The Turkish equivalent is this Mercimek Corbasi (which literally translates to “lentil soup”), with a bit of Turkish flair added to it. As with many Turkish dishes like Bulgur Pilaf or Ali Nazik, this soup uses flavours like aleppo pepper, lots of butter, and dried mint.
The main distinguishing feature of the Turkish-style lentil soup is serving it with an Aleppo pepper, dried mint and butter drizzle. And don’t forget a squeeze of lemon juice to instantly brighten it up and cut through the richness of the butter.
If you’ve gone to Turkish restaurants, you’ve likely had this served to you at the start of the meal, usually free of charge, especially in Turkey!
Ingredients for Mercimek Corbasi
The ingredients for this soup are simple and can also be customized based on what you have in the fridge.

- Red Lentils: this type of lentils will disintegrate when cooked and result in the creamy texture of the soup. I don’t recommend swapping for brown or green lentils, since they’ll have a different texture.
- Aromatics & Vegetables: onions, garlic and carrots. The carrots can be omitted if you don’t have any. You can also add potatoes to bulk it up.
- Spices & Seasoning: Aleppo pepper, dried mint, paprika, salt and pepper. This is the base combination for an authentic Turkish flavour. Cumin and coriander are sometimes added too, so experiment with those if you like!
- Fats: An olive oil and butter combination gives the best flavour! You can omit one or the other depending on what you have on hand.
How to Make Mercimek Corbasi
This is the sort of soup that takes about 5-10 minutes of hands on work, then it simmers away on its own.
The first step is to add the butter and oil and sauté the onions until translucent and golden.

Next, add the carrots and cook them for 4-5 minutes. Then add all of the spices and stir, allowing them to toast for a few minutes.
Add the tomato paste and garlic and cook them for a few minutes until the garlic is fragrant.

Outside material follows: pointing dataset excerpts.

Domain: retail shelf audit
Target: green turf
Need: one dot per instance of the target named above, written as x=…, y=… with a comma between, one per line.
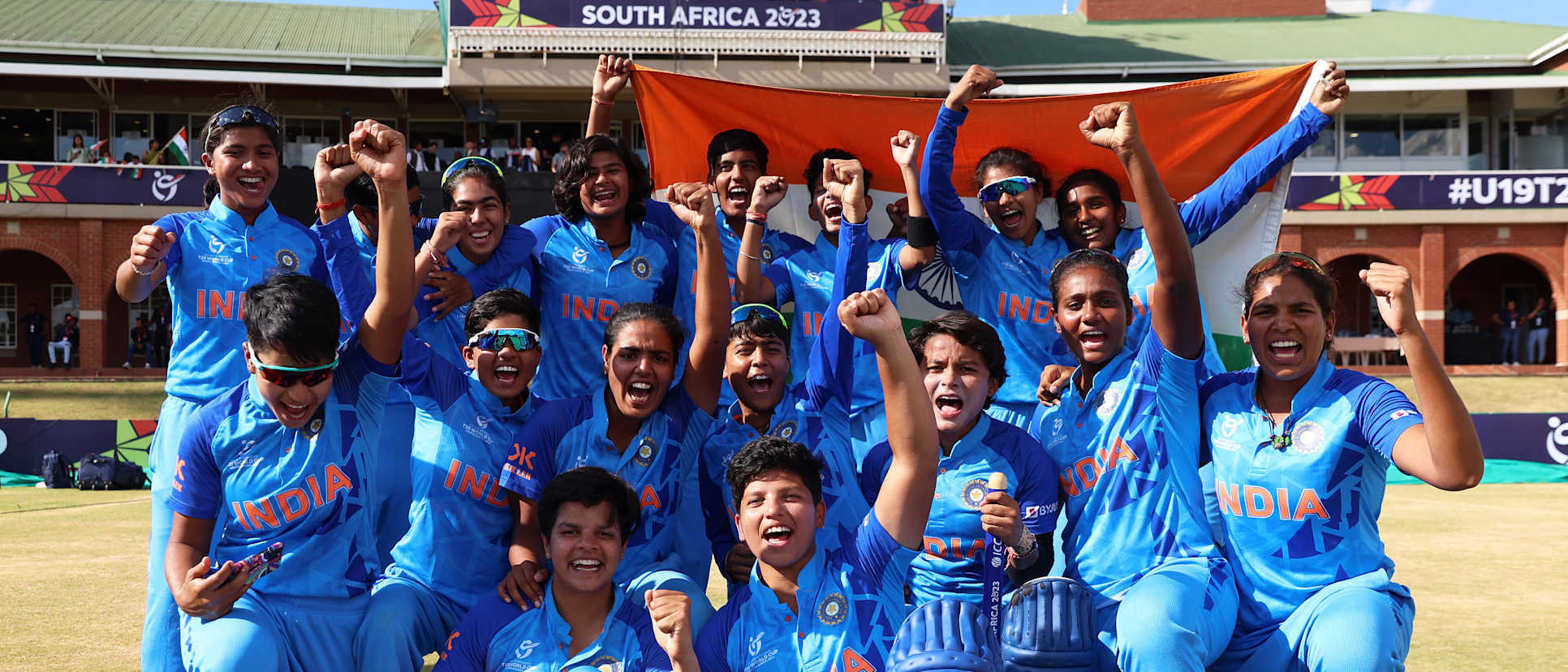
x=85, y=400
x=1485, y=567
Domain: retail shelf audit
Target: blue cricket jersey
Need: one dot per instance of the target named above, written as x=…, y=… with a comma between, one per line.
x=805, y=278
x=1126, y=459
x=1204, y=213
x=851, y=608
x=460, y=525
x=954, y=545
x=213, y=259
x=1302, y=517
x=580, y=287
x=499, y=636
x=999, y=279
x=264, y=483
x=657, y=463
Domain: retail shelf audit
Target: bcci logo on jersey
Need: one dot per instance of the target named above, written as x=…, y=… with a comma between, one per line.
x=1308, y=437
x=833, y=610
x=645, y=453
x=974, y=493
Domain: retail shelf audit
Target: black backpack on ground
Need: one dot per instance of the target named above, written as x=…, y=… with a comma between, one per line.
x=58, y=472
x=104, y=472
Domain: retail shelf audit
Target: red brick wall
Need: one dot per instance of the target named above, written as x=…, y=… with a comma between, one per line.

It goes in at the end because it burns quickly!


Add the washed and drained red lentils, and stir all the ingredients together.

Add the water, or you can also use chicken broth or vegetable broth. Stir, cover with a lid, and allow the soup to simmer on medium heat for 30 minutes.
Ensure you check on it and stir it every 5-10 minutes to avoid the lentils sticking to the bottom of the pot.


After 30 minutes, check the lentils for tenderness and taste to adjust seasoning. Blend with an immersion blender until smooth and creamy.
For soups, I prefer using immersion blenders because the soup is hot and it can be blended right in the pot. However, if you don’t have one, transfer the soup to a blender. Do this in batches and be very careful.
You can also leave it as-is you like a more textured consistency.

The final step, and my favourite, is melting the butter and sizzling the paprika and dried mint with it for a few seconds. Don’t cook the spices for longer because the dried mint will burn very fast.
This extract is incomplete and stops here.